In the N₂ atmosphere, the pyrolysis of root residues of PM proceeded through three stages: (1) dehydration below 174 °C involving moisture and light extractives release; (2) primary devolatilization (174–680 °C) accounting for 71.16 wt% mass loss through lignocellulose decomposition; and (3) carbonization above 680 °C characterized by char formation with minimal mass change. Kinetic and thermodynamic analyses revealed exceptional pyrolysis performance, evidenced by apparent activation energies ranging from 219.7 to 354.72 kJ/mol (average R² > 0.994 across FWO/KAS/Starink), consistently low energy barriers (ΔH − E_α < 10 kJ/mol), and high reactivity (lnA = 46.17–70.12 s⁻¹). Product distribution varied with pyrolysis regime: slow pyrolysis favored 3-methylfuran (C₅H₆O, 23.8%), while fast pyrolysis at 600 °C yielded phenol (C₆H₆O) and 2-furanmethanol (C₅H₆O₂) as co-dominant products (18.18% each).
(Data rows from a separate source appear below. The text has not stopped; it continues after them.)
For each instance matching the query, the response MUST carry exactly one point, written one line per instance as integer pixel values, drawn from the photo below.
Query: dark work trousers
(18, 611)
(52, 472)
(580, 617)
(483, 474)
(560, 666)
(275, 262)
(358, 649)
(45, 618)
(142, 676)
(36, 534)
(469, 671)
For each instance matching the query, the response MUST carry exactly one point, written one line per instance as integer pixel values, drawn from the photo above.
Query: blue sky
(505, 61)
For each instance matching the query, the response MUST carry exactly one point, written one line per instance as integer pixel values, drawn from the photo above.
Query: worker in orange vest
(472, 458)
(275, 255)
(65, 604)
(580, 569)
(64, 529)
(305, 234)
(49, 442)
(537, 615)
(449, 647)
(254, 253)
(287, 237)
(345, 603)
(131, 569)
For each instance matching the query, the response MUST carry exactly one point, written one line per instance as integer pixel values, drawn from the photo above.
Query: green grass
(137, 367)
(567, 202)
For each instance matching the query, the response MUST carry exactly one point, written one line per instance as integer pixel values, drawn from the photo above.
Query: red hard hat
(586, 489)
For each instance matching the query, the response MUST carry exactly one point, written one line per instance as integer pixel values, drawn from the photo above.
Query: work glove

These findings demonstrated PM’s dual-value potential through high bioenergy capacity (CPI = 123.76 × 10⁻⁵ at 40 °C/min; volatile matter 69.83 wt%) and recoverable chemicals. This work establishes an efficient pyrolytic pathway for PM residue valorization within a circular bioeconomy framework, thus reducing environmental impact while maximizing resource recovery.